We know Louisiana has a reputation for liking a good time, but its capital is not Bon Temps! That was the name of the small bayou town on HBO's "True Blood."

Mississippi:

Jackson is not only Mississippi's capital, it's the largest city. Even so, more people are probably familiar with Biloxi, on the Gulf coast, because it's a resort/sea-fishing town.

Illinois:

It's easy to forget that Springfield is Illinois's capital. It has such a small-town feel you'd think it couldn't be the capital.

Arkansas:

Many people today know Little Rock is the capital of Arkansas because of President Bill Clinton. Scandals from his years as governor made references to events "back in Little Rock" fairly common in news in the 1990s.

Kentucky:

Kentucky is known for its bluegrass fields and horse-breeding farms, not big cities. Louisville and Lexington are the largest towns, outranking Frankfort.

Tennessee:

Nashville is indeed Tennessee's capital. Most people know it, however, for being the world's capital of country music.

Michigan:

Detroit is the state's "flagship" city and its best known. But Lansing is the actual capital.

West Virginia:

West Virginia broke from Virginia during the Civil War.
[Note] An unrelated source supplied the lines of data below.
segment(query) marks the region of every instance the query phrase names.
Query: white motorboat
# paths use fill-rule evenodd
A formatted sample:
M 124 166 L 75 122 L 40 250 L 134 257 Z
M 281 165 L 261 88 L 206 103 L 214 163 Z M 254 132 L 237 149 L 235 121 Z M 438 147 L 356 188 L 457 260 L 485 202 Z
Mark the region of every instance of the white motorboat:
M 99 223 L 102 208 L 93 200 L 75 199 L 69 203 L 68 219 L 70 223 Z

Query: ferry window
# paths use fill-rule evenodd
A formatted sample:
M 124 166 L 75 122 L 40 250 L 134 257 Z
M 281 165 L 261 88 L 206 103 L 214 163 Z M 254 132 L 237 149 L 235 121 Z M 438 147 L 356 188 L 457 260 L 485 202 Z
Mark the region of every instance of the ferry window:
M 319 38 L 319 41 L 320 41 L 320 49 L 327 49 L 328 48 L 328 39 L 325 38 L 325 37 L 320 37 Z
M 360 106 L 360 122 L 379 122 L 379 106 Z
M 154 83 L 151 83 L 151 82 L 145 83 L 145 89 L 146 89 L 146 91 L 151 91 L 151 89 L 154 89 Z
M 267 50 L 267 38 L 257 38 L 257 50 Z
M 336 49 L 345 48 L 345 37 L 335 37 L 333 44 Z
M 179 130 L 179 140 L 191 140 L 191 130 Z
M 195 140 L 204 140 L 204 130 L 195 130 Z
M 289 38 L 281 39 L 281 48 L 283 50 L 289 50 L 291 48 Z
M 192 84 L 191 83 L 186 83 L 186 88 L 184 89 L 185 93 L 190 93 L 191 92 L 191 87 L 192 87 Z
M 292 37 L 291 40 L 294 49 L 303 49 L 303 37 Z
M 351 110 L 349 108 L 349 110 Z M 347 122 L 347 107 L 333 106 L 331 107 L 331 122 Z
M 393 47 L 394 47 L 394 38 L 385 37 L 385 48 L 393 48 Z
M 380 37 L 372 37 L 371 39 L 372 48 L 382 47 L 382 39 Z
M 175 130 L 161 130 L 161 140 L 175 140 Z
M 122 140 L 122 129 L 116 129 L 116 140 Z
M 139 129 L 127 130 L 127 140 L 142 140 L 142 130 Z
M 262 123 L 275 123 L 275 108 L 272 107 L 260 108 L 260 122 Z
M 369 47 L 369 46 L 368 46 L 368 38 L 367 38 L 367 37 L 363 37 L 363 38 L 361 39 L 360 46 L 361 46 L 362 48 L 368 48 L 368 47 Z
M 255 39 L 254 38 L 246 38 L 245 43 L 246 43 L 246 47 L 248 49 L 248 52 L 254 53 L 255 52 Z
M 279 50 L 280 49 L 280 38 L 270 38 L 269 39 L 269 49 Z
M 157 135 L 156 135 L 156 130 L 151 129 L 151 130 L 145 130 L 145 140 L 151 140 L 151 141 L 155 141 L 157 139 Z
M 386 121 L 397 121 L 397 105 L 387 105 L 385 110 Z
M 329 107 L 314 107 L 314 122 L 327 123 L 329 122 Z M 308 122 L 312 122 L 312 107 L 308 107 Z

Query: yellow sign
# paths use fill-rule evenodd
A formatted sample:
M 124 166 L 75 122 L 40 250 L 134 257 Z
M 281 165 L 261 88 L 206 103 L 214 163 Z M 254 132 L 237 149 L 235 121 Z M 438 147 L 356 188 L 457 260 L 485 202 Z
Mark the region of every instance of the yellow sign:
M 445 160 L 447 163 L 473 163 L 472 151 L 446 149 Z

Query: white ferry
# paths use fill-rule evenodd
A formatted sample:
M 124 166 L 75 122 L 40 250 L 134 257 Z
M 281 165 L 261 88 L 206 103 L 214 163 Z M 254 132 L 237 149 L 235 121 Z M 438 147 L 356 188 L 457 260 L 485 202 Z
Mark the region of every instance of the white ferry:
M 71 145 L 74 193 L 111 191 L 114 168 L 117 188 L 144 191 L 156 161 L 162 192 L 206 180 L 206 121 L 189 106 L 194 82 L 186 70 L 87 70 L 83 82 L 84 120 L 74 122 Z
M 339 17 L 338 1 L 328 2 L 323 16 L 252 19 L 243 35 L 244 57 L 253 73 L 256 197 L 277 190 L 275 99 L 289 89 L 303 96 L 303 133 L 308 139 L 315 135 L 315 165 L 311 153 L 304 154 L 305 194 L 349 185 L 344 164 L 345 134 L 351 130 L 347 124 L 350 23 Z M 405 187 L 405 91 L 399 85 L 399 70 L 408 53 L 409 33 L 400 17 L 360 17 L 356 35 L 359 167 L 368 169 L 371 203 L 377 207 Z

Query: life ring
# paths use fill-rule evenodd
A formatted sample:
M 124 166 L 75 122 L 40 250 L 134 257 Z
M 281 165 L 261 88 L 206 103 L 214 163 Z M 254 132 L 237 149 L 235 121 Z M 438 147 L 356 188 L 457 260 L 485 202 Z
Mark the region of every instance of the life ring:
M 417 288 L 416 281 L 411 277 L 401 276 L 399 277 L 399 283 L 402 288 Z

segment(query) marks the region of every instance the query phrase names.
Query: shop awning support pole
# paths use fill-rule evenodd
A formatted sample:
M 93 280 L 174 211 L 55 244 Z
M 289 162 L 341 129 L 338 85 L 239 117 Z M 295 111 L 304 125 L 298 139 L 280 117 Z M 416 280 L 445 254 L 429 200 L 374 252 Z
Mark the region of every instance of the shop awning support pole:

Its people -- the leaders and prominent citizens, at least -- did not want to secede from the Union.

Florida:

Tallahassee's motto is "Florida's Capital City." Is it just us, or does that lack imagination?

North Carolina:

North Carolina is very proud of being the site of the first heavier-than-air flight, at Kitty Hawk. Many of its license plates bear the legend "First in flight."

South Carolina:

South Carolina's largest city, though, is Charleston. It's known for its fantastic restaurants and proprietary breeds of rice, grown in the state's humid environs.

Virginia:

Virginia takes pride in giving the U.S. more presidents than any other state. Eight, to be exact, starting with the first president, George Washington.

Maryland:

Annapolis is the home of the U.S. Naval Academy, and also its informal name. In the same way, the U.S. Military Academy is called "West Point."

Rhode Island:

Rhode Island is the smallest state in the nation, in terms of geographic size. It's known as the last state to ratify the Constitution, doing so only after the rest of the new nation threatened to treat it as a foreign power.

New Jersey:

Newark is New Jersey's largest city. Its airport is one of three major ones that serve New York City.

Alabama:

Montgomery is located in southern Alabama. It is conversely known both as the "Cradle of the Confederacy" and the "Birthplace of the Civil Rights Movement."

Pennsylvania:

Philadelphia, the "City of Brotherly Love," gets all the attention, of course. Harrisburg barely makes the list of Pennsylvania's ten largest cities.

New Hampshire:

"Concord," meaning "agreement or amity," is a fairly common name for cities across America. It's also the Granite State's capital.

Maine:

Portland is Maine's largest city. Bangor is better known than it should be, by rights ... all because of the prolific work of Stephen King, who sets many of his books there.

Vermont:

This is another one that trips up students learning their state capitals. Burlington is Vermont's largest city -- although it's hardly a household name either.

Connecticut:

Hartford is known for being the home base of a number of insurance companies. "Discovery" columnist Bob Berman notes that meteors struck a suburb of Hartford twice in 11 years -- a highly unlikely coincidence that Berman jokes might be a cosmic prank on all the insurance adjusters and statisticians living there!

Delaware:

Fun fact: Delaware has just three counties. That's fewer than any other U.S. state, even tiny Rhode Island.